How to Make Crispy Classic Austrian Wiener Schnitzel Veal Cutlet Recipe Easy and Perfect
- Prepare the veal: Season both sides of the veal cutlets with salt and pepper. Set aside.
- Set up the breading station: In three separate shallow bowls, place flour, beaten eggs, and breadcrumbs.
- Bread the veal: Coat each veal cutlet in flour, shaking off excess. Dip in eggs, then press into breadcrumbs, ensuring full coverage.
- Cook the veal: Heat oil in a large skillet over medium-high heat. Add breaded veal cutlets and cook until golden brown and crispy, about 3-4 minutes per side. Use a meat thermometer to ensure the veal reaches 145°F (63°C).
- Serve: Transfer cooked veal to a paper towel-lined plate to drain excess oil. Serve with lemon wedges and fresh parsley.
Cook's Tips for Perfect Crispy Classic Austrian Wiener Schnitzel Veal Cutlet Recipe Easy and Perfect
- Common mistake and fix: The #1 reason this recipe fails is overcrowding the pan, leading to soggy breading. To prevent this, cook veal cutlets in batches, ensuring they don't overlap.

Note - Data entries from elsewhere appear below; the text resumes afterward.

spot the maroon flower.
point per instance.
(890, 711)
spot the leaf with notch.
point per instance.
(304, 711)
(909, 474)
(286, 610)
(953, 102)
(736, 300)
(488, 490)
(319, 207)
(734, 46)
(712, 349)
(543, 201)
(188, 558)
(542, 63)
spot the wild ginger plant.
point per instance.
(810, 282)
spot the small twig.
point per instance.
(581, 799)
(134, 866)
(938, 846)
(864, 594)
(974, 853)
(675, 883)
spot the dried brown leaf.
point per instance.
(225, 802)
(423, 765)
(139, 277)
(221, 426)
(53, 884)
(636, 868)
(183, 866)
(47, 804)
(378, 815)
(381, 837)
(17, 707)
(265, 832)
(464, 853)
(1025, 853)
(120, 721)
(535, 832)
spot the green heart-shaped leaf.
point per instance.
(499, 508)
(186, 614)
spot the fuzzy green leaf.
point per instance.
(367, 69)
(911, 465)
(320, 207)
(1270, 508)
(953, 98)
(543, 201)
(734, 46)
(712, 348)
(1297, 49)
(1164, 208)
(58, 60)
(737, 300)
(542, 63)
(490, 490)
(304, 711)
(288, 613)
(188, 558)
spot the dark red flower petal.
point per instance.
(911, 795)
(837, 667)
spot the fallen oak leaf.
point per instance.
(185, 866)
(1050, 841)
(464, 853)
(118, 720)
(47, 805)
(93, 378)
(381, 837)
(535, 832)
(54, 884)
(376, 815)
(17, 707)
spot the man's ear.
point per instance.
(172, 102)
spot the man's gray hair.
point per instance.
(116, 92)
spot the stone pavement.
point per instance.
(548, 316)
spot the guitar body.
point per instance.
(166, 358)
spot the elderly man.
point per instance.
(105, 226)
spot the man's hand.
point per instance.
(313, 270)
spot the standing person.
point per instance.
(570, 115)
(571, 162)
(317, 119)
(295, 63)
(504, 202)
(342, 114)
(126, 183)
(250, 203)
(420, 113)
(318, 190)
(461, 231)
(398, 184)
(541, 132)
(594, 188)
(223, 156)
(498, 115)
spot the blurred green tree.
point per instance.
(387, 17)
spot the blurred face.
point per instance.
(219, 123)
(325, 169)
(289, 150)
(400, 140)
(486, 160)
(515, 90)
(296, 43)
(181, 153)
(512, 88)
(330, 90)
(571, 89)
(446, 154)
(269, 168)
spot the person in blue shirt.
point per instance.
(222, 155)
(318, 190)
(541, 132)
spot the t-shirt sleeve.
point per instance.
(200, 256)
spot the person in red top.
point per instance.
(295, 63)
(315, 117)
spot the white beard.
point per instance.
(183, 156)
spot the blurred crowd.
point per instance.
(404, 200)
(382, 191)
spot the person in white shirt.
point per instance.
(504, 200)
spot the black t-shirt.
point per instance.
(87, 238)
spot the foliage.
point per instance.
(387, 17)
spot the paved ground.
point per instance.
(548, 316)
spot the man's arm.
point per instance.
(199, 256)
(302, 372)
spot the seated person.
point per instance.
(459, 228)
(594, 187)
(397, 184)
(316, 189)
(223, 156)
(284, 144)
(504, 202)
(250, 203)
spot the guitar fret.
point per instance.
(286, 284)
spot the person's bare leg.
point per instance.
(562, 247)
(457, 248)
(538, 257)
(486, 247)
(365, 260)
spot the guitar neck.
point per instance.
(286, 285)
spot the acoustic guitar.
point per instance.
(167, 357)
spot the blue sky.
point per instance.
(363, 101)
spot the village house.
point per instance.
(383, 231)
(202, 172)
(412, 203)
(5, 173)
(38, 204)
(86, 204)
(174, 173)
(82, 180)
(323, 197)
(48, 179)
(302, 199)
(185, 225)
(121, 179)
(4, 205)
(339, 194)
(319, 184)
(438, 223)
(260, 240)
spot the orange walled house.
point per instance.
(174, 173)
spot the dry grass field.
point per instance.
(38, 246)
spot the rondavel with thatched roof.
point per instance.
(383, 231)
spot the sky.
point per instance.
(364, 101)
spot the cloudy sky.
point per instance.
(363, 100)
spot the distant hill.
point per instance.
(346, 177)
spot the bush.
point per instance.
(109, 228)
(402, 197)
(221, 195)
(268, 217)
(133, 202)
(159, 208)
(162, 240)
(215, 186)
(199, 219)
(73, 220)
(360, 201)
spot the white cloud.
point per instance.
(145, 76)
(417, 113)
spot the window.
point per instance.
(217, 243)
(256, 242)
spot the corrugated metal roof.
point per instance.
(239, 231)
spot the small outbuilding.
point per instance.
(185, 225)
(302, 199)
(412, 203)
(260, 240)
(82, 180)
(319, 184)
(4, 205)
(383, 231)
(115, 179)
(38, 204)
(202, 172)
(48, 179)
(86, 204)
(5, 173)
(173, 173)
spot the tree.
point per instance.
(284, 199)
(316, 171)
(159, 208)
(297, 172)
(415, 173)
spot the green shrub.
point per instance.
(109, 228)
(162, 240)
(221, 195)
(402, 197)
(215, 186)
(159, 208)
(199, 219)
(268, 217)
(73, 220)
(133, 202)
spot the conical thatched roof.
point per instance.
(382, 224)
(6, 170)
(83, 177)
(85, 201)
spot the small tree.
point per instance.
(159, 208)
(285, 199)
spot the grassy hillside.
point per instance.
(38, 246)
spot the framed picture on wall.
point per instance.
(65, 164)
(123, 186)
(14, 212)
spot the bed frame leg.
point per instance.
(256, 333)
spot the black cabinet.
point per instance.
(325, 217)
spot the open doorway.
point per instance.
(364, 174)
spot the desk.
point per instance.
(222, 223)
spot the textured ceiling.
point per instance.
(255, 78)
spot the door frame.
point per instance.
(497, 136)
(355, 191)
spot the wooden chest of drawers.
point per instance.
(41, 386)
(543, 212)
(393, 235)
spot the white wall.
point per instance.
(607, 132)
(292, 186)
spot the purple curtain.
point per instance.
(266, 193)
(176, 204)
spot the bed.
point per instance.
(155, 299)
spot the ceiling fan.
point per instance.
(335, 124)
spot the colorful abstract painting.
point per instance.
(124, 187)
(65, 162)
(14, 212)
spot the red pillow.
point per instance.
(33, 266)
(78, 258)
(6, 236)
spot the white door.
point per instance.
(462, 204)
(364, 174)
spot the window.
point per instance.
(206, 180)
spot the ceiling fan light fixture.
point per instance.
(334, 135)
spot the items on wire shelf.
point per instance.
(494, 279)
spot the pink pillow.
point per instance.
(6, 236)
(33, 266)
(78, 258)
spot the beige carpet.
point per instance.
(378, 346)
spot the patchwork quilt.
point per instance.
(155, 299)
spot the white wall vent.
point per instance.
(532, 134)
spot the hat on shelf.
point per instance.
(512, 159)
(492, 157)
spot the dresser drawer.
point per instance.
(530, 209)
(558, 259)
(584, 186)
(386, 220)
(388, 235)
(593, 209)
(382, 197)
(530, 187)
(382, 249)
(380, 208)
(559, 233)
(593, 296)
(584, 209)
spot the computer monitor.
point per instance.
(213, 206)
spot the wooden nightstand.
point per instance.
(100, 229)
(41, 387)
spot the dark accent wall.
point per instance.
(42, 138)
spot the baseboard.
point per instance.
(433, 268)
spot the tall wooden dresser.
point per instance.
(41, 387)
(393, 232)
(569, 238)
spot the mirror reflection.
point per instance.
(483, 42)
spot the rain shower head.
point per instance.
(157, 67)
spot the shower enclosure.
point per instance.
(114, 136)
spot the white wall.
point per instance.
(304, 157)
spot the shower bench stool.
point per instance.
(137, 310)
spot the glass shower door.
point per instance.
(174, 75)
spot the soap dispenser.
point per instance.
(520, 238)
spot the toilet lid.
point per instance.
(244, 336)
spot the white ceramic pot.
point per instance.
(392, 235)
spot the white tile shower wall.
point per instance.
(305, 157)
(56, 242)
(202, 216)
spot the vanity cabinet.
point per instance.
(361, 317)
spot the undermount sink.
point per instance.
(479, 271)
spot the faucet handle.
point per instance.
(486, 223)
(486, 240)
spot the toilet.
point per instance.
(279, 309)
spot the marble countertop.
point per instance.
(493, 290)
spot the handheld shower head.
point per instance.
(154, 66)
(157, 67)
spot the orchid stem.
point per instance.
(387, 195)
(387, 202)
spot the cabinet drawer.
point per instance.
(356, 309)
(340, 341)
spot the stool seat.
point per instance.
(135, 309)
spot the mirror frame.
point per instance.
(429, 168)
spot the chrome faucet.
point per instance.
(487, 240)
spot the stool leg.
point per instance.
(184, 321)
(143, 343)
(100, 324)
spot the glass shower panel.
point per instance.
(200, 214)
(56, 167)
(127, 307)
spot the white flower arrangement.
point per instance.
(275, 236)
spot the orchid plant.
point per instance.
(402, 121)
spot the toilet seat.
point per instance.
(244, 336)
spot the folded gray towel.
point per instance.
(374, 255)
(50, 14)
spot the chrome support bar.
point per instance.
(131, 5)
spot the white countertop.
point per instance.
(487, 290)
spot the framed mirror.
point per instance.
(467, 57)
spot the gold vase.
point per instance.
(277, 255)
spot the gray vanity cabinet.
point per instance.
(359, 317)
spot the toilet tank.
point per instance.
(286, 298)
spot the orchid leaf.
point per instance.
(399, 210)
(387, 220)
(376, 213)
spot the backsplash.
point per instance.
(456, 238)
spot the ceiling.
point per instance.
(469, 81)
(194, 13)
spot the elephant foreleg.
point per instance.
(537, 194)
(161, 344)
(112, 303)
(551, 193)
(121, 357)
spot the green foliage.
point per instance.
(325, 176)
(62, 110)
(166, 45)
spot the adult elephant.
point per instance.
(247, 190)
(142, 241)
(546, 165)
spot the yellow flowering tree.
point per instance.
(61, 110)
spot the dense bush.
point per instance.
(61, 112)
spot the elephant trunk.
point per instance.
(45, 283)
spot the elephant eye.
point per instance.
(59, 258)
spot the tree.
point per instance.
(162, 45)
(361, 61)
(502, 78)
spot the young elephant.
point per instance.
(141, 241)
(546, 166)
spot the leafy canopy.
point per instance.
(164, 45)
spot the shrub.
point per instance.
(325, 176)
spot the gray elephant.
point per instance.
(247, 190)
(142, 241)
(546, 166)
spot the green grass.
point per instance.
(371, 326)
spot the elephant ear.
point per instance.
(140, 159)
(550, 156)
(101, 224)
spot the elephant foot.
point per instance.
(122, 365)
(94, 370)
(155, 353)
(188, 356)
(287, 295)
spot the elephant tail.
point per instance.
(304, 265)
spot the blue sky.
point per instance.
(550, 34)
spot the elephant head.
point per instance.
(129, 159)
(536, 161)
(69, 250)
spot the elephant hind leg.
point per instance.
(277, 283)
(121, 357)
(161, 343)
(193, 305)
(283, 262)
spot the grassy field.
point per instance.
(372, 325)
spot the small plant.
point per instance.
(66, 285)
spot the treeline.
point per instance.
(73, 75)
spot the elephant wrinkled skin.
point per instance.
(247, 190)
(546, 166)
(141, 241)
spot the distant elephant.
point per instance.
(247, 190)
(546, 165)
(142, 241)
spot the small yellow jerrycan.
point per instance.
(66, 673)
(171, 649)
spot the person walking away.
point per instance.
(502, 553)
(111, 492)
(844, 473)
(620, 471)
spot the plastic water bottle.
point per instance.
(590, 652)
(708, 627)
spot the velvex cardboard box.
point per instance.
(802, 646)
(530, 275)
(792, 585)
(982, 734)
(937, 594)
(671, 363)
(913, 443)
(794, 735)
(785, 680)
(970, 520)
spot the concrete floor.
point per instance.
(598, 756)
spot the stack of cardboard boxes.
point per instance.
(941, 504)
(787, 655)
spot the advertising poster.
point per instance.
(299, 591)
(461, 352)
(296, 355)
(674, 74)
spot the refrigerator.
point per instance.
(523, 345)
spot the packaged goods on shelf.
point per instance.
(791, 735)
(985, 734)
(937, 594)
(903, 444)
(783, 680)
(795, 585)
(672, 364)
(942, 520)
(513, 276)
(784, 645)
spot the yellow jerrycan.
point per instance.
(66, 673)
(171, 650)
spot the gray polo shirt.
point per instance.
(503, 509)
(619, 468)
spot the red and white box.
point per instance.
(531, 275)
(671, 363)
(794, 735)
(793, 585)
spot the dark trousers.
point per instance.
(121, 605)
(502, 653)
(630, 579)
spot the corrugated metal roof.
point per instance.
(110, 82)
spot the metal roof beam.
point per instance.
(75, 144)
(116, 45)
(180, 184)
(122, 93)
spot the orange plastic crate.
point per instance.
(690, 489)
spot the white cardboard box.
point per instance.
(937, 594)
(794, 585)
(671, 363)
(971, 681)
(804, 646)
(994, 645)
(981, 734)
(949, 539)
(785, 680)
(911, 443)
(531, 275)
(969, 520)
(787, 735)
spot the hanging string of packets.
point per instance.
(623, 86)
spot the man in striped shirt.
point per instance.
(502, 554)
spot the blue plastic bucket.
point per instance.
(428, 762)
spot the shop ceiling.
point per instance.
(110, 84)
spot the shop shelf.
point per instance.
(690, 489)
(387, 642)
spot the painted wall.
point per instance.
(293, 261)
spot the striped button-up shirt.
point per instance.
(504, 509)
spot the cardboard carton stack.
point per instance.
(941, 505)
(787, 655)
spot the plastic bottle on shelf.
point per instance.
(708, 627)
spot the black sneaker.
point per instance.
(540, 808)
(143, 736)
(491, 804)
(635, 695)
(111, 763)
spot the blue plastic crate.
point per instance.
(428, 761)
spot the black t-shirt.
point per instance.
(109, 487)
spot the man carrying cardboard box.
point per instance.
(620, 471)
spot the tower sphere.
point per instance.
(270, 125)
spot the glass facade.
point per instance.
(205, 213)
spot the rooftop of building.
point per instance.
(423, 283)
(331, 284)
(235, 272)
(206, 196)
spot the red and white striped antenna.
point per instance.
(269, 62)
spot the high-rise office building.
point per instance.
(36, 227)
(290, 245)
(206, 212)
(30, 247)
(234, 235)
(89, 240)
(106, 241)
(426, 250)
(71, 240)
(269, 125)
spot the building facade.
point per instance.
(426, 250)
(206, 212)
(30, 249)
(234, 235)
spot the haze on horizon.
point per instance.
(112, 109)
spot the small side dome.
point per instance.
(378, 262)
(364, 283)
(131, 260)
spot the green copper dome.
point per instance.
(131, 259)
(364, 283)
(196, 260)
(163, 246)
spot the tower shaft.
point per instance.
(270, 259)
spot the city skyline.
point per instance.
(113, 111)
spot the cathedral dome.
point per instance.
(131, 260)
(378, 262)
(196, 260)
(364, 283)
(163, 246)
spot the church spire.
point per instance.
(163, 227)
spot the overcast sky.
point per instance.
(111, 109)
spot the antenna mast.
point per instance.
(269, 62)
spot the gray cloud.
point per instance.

- Pro tip: For an extra crispy coating, refrigerate the breaded veal cutlets for 30 minutes before cooking. This helps the breading adhere better.
- Pro tip: To keep cooked Wiener Schnitzel warm while cooking the rest, place them on a baking sheet in a 200°F (93°C) oven.
- Pro tip: For a lighter version, you can bake the breaded veal cutlets at 400°F (200°C) for 20-25 minutes, flipping halfway through.
Storing & Reheating Crispy Classic Austrian Wiener Schnitzel Veal Cutlet Recipe Easy and Perfect
Short-Term Storage
Store in an airtight container in the fridge. Store leftover Wiener Schnitzel in an airtight container in the fridge for up to 3 days. Make-ahead tip: You can bread the veal cutlets up to 1 day ahead. Store in the fridge until ready to cook.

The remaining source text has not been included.